Recently, I have been involved in data science projects as never before. Data science is a trend. Saying that someone is a data scientist sounds nice, but few know what they actually do. My experience tells me that applying techniques is quite easy, even in the data science field. The challenge is to find a problem that a technique solves.
Back to the beginning, why am I asked to solve issues through data science? Regardless of my background, which might suggest that my principal tool is always data science methods, the problem should come first instead of a data science solution. After a deeper investigation of the problem, I could say if it is related to data science. Such confusion might be because of the imprecise definition of terms such as data science or data scientist. For instance, a common definition of data scientist is the professional who has expertise in computer science, statistics, and artificial intelligence. This lack of definition can be the reason for such confusion. Another issue is the marketing involved, which may explain why someone wants data science solutions. Data science is at the peak of expectations, and announcing that a company provides data science solutions is a marketing strategy.
The fact is that some of the problems can be solved by a simpler solution, without data science. Other problems cannot, especially those in which there is a need to explore data to provide answers. For instance, you need to increase your sales on your website, and this is your problem. Then, questions arise such as “what are the characteristics of those who buy on our website?” or “what is the difference between the buyers and non-buyers who surf on the website?”. Now, you have a concrete problem, and if simple data like log access is enough to solve it, you still don’t need data science. But if you realize that you require a deeper examination, data science methods are welcome.
According to Davidowitz, the author of Everybody Lies, data science is about identifying patterns and predicting how one variable affects another. What information (variables) distinguishes buyers from non-buyers (another variable)? This process of identifying patterns is done by our intuition, although it fails constantly. It is natural to imagine good buyers’ behaviors and think about many of them. But in data science, you need data to corroborate (or refute) your intuition.

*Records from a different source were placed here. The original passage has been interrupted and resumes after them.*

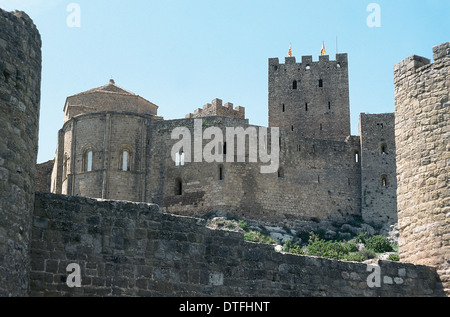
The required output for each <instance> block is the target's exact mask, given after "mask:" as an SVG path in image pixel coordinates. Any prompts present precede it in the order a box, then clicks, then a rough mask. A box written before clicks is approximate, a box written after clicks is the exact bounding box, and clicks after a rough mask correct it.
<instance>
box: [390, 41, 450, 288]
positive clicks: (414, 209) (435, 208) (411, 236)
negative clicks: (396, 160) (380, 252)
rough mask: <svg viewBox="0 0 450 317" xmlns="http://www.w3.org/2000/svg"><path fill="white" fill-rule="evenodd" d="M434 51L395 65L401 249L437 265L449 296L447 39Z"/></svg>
mask: <svg viewBox="0 0 450 317" xmlns="http://www.w3.org/2000/svg"><path fill="white" fill-rule="evenodd" d="M433 52H434V63H432V64H430V60H429V59H427V58H424V57H420V56H416V55H413V56H410V57H408V58H406V59H405V60H403V61H402V62H400V63H399V64H397V65H396V66H395V68H394V83H395V107H396V109H395V111H396V117H395V125H396V126H395V139H396V144H397V145H396V146H397V173H398V190H397V200H398V221H399V229H400V233H401V234H400V240H399V251H400V257H401V259H402V260H403V261H406V262H412V263H416V264H425V265H432V266H436V267H438V272H439V274H440V275H441V279H442V281H443V283H444V286H445V289H446V292H447V294H450V190H449V175H450V143H449V139H450V42H447V43H444V44H442V45H438V46H436V47H434V48H433Z"/></svg>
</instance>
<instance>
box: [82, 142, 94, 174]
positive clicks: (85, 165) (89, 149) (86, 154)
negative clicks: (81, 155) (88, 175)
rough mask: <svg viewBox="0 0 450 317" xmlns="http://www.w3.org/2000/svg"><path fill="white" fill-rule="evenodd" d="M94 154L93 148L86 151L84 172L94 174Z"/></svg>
mask: <svg viewBox="0 0 450 317" xmlns="http://www.w3.org/2000/svg"><path fill="white" fill-rule="evenodd" d="M93 157H94V152H93V150H92V149H91V148H88V149H86V150H85V151H84V154H83V172H92V167H93Z"/></svg>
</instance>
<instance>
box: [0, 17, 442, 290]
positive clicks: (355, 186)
mask: <svg viewBox="0 0 450 317" xmlns="http://www.w3.org/2000/svg"><path fill="white" fill-rule="evenodd" d="M0 30H1V32H0V57H1V58H0V74H1V75H2V76H0V77H1V78H0V79H1V80H0V106H1V108H0V113H1V116H0V123H1V124H0V136H1V137H0V214H1V215H2V217H1V218H0V296H228V297H229V296H238V297H242V296H445V295H447V296H448V294H450V260H449V258H448V255H449V254H450V250H449V229H450V221H449V217H448V199H449V190H448V175H449V164H448V162H449V160H450V157H449V153H450V151H449V145H448V139H449V138H448V136H449V122H450V117H449V114H450V112H449V111H448V110H449V106H450V102H449V97H450V82H449V80H448V78H449V71H450V42H447V43H443V44H441V45H438V46H435V47H434V48H433V53H434V56H433V58H434V62H433V63H431V61H430V60H429V59H427V58H424V57H420V56H415V55H413V56H411V57H408V58H406V59H405V60H404V61H402V62H400V63H399V64H397V65H395V67H394V84H395V88H396V90H395V101H396V109H395V113H391V114H375V115H366V114H361V116H360V127H359V130H360V135H359V136H351V135H350V124H349V121H350V120H349V97H348V61H347V55H346V54H338V55H337V56H336V60H334V61H330V60H329V57H328V56H321V57H320V58H319V61H318V62H313V61H312V58H311V57H310V56H305V57H302V62H301V63H297V61H296V59H295V58H294V57H288V58H286V60H285V63H284V64H280V63H279V61H278V59H269V76H268V77H269V128H270V129H273V128H278V127H279V128H280V131H279V135H277V133H276V132H274V131H277V130H276V129H275V130H271V132H270V133H269V134H267V135H265V137H266V138H267V140H266V141H267V142H265V143H262V144H263V145H264V144H271V146H273V145H274V144H275V145H277V146H278V147H279V154H280V155H279V162H278V163H279V166H278V169H277V170H276V171H275V172H274V173H267V174H263V173H261V172H260V171H261V167H263V166H265V165H266V164H267V163H266V162H262V161H252V160H251V158H252V155H253V153H252V151H250V150H248V149H246V152H245V153H243V156H244V158H245V160H243V161H239V160H238V161H237V162H236V161H233V162H232V163H231V162H229V161H227V160H217V161H213V162H210V163H207V162H191V161H188V160H187V159H186V160H185V159H184V158H186V157H184V156H183V155H188V153H187V152H186V153H185V152H182V151H180V152H178V153H177V155H176V159H175V160H174V156H173V155H172V154H174V153H172V151H171V150H172V148H173V144H174V143H175V142H176V141H175V140H174V139H173V138H172V133H171V132H172V131H173V130H174V129H176V128H179V127H183V128H187V130H188V131H193V130H195V127H196V126H198V124H199V123H200V126H201V130H206V129H208V128H210V127H216V128H219V129H222V130H223V129H226V128H227V127H235V128H236V127H242V128H243V129H244V131H252V129H253V128H254V130H257V129H260V128H262V129H263V130H264V128H265V127H256V126H253V125H251V124H249V122H248V120H247V119H246V118H245V109H244V108H242V107H236V108H234V106H233V105H232V104H230V103H227V104H225V105H222V101H221V100H219V99H216V100H213V101H212V103H211V104H207V105H206V106H205V107H203V109H198V110H196V111H194V113H192V114H188V115H187V116H186V118H184V119H179V120H164V119H163V118H161V117H159V116H158V115H157V109H158V107H157V106H156V105H155V104H153V103H151V102H149V101H147V100H145V99H144V98H142V97H140V96H138V95H136V94H134V93H132V92H130V91H127V90H125V89H123V88H120V87H119V86H117V85H116V84H115V82H114V81H112V80H111V81H110V82H109V84H107V85H105V86H102V87H99V88H96V89H92V90H89V91H87V92H84V93H80V94H77V95H74V96H71V97H68V98H67V100H66V104H65V106H64V114H65V118H64V125H63V127H62V129H61V130H60V131H59V133H58V145H57V153H56V157H55V160H54V162H50V163H48V164H42V165H40V166H36V157H37V144H38V142H37V135H38V128H39V124H38V123H39V109H40V78H41V67H42V65H41V62H42V57H41V39H40V35H39V32H38V30H37V28H36V27H35V25H34V24H33V22H32V20H31V19H30V18H29V17H28V16H27V15H26V14H25V13H24V12H13V13H9V12H5V11H3V10H0ZM17 38H20V39H21V41H18V40H17ZM276 137H278V139H277V138H276ZM248 138H249V142H250V140H251V133H249V137H248ZM192 139H193V140H192ZM191 140H192V141H193V142H194V144H193V147H195V141H196V137H195V135H194V138H191ZM269 140H270V141H274V142H269ZM197 141H198V140H197ZM237 146H238V144H236V142H234V140H230V139H225V140H223V143H222V144H220V147H218V150H217V152H216V153H215V157H218V158H219V157H221V156H228V155H229V153H230V152H231V153H239V152H238V151H237V148H236V147H237ZM271 149H272V150H273V149H274V148H273V147H272V148H271ZM183 150H186V148H183ZM233 150H234V151H233ZM241 154H242V153H241ZM50 192H52V193H50ZM88 197H90V198H88ZM211 214H221V215H228V216H236V217H239V218H245V219H255V220H258V221H262V222H264V223H268V224H274V225H283V226H297V225H298V226H301V225H302V224H305V223H311V222H312V223H320V222H327V221H333V222H334V223H341V224H342V223H343V224H345V223H346V222H348V221H351V220H354V219H362V221H364V222H365V223H367V224H371V225H373V226H374V227H376V228H381V227H383V226H385V225H387V224H390V223H398V227H399V232H400V238H399V255H400V260H401V261H400V262H392V261H377V263H374V266H373V267H369V266H368V265H367V264H365V263H357V262H343V261H336V260H329V259H324V258H318V257H309V256H297V255H291V254H282V253H279V252H275V251H274V250H273V246H270V245H263V244H254V243H248V242H245V241H244V239H243V234H242V233H239V232H228V231H222V230H213V229H210V228H208V227H207V226H206V220H205V219H203V218H204V217H208V216H209V215H211ZM73 264H76V265H77V266H78V267H79V268H80V270H81V272H79V273H80V278H81V279H82V283H80V284H81V285H80V287H71V286H70V285H69V284H68V283H66V282H67V281H68V274H69V272H68V268H69V267H71V265H73ZM372 269H374V270H375V271H374V273H373V274H375V275H372V274H371V272H372ZM369 274H370V275H369ZM376 274H378V275H376ZM370 276H375V280H376V283H374V284H375V286H374V285H372V284H373V283H369V282H368V280H369V278H370Z"/></svg>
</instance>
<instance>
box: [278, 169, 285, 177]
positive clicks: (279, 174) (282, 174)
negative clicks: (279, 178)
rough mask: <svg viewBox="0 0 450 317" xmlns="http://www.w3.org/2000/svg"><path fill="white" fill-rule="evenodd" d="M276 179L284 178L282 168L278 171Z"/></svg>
mask: <svg viewBox="0 0 450 317" xmlns="http://www.w3.org/2000/svg"><path fill="white" fill-rule="evenodd" d="M278 178H284V169H283V168H282V167H280V168H279V169H278Z"/></svg>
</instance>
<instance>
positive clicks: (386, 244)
mask: <svg viewBox="0 0 450 317" xmlns="http://www.w3.org/2000/svg"><path fill="white" fill-rule="evenodd" d="M366 247H367V248H368V249H372V250H374V251H375V252H378V253H381V252H390V251H392V246H391V244H390V243H389V240H388V239H387V238H386V237H384V236H380V235H377V236H373V237H370V238H368V239H367V240H366Z"/></svg>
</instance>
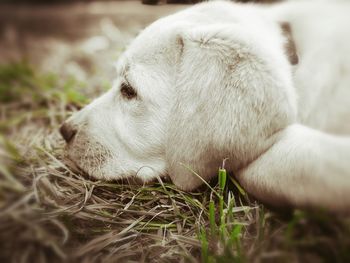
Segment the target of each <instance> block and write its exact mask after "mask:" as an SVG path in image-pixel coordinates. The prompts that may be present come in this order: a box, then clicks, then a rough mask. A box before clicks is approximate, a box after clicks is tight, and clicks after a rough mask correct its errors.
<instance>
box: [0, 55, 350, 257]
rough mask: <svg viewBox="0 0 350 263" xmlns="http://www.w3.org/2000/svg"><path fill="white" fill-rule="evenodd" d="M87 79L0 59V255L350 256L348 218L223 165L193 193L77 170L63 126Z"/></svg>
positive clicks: (76, 256)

Discovering new data is a fundamental principle of data science since the data that you have might not be enough. Perhaps, one way to detect good customers is through their language traits, analyzing the comments section of the online store. Maybe someone who writes more succinct comments tends to buy more frequently, or somebody who asks for detailed information about a product is a potential customer. Note that new data based on linguistic traits is considered (like succinct or detailed comments) to address the initial question. Besides linguistic traits, other investigations can unveil interesting factors like correlations between users’ focus on specific website areas and specific product interest. Discovering new data is an essential task for a data scientist.
In general, data science deals with complex issues through an exploratory process. Particularly, I feel happy when I realize that something can be solved using data science. It often means that I need to get out of my comfort zone and start a deep dive into data.